It, however, remains to be seen how much impact with the latest rate cut will have on the home loan and other borrowers even while the term loans are expected to come down. The RBI’s latest move is expected to lower interest rates for individuals who are also looking for personal loans and consumer good loans. If banks are able to lower the rates for them, they will propel demand and keep the consumption cycle on.

Further, all lending institutions such as banks, housing finance companies are allowed to provide a 3-month moratorium to borrowers who pay EMIs.

The RBI ha also cut the cash reserve ratio (CRR) of banks from 4 per cent to 3 per cent thus providing more money in the hands of banks to lend.
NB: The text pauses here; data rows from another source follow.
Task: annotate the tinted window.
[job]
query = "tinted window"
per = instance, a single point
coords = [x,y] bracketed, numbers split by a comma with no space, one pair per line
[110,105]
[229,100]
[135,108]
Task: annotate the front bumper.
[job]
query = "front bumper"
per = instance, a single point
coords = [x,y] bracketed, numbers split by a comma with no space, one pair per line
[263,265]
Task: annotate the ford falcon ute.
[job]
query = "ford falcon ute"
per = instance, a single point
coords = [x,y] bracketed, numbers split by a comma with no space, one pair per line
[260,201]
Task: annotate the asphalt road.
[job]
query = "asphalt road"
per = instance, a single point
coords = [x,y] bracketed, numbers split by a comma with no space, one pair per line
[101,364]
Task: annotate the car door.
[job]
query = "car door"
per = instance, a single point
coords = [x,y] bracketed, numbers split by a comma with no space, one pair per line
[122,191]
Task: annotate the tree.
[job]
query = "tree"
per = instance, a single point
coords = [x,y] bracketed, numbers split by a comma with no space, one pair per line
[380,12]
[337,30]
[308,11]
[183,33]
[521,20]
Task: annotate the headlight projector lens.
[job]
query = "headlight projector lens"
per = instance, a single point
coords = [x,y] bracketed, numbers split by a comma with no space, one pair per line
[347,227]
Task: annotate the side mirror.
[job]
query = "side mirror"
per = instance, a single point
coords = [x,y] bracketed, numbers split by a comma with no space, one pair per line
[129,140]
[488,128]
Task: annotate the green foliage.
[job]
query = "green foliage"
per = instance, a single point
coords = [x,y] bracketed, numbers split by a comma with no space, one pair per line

If the home loan interest rate comes down by 75 basis points, let us see how it will impact your EMI and total interest cost.
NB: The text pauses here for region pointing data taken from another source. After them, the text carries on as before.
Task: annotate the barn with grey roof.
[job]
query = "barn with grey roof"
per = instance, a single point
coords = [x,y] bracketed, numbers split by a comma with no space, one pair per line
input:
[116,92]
Assuming one takes a home loan of Rs 35 lakh for 15 years, the savings in EMI and interest will be:

EMI Saved – Rs 1533 ( Annually Rs 18,396)

Total interest saved – Rs 2.76 lakh

 

Several banks have recently cut their 1-year MCLR on which the home loan interest is based upon. Recently, the Union Bank of India had announced cut in its MCLR by 10 basis points across all tenors, effective March 11. In the case of SBI, the MCLR was cut by 10-15 basis points across tenors with effect from March 10, with the one-year MCLR falling by 10 bps to 7.75 per cent.
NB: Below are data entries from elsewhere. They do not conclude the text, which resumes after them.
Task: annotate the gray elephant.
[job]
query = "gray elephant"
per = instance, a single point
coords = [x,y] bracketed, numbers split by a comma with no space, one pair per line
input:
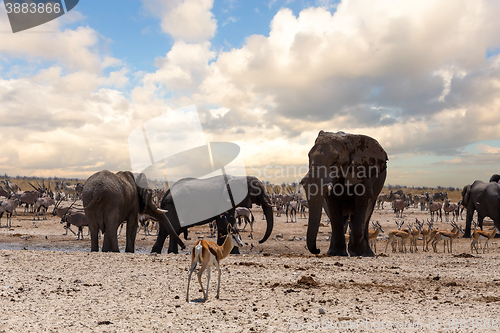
[203,198]
[348,171]
[495,178]
[109,199]
[483,198]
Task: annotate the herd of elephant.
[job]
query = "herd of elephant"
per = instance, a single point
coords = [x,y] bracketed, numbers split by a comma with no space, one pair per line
[346,175]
A lower Marginal Cost of Funds based Lending Rate (MCLR) will help borrowers pay lower EMIs on their loan as and when their reset-period comes up.

Let us see how the MCLR across the banking sector has come down over the last 12 months for some leading banks. According to data shared by the RBI as on February 2020, the median 1-year MCLR of public sector banks since February 2019 has fallen from 8.75 per cent to 8.20 per cent as on February 2020. The median 1-year MCLR of private sector banks has fallen from 9.28 per cent to 9.10 per cent over the same period.

Remember, MCLR-linked home loans are applicable for those who had taken loans before October 1, 2019, and after April 1, 2016. For MCLR- linked borrowers, there is a 12-month reset period and thus any recent decision of the RBI may not have an immediate impact. It means for someone who had taken a home loan in April 2019, the home loan rate of interest for them will be revised in April 2020.

Currently (from October 1, 2019), loans including home and auto loans, offered by banks, are linked to an external benchmark, which for most banks is the RBI repo rate. As and when there is a revision in the repo rate, the home loan interest rate for the borrower gets revised within three months. The transmission, therefore, is expected to be faster in the repo-linked home loans than on the loans linked to MCLR – an internal benchmark of banks.

So, while borrowers on the repo linked lending rate (RLLR) will witness a much faster change in their EMI’s, after today’s announcement, those paying home loan EMIs based on MCLR, may have to wait till their reset period arrives. In their case, either their EMIs will come down or the tenure of the loan will become less.

If you are looking for a new home loan, there are two things to know from the bank – the bank’s RLLR or the external benchmark rate (EBR) and the actual spread or margin for you. The effective home loan interest rate will be important for you while comparing the home loan rate of interest with other banks.

If you are still on an MCLR-linked loan, you may either continue or switch to RLLR home loan with the same bank or another bank. No matter, whether it is an MCLR or RLLR home loan, make a plan to prepay the entire loan as quickly as possible to save interest cost.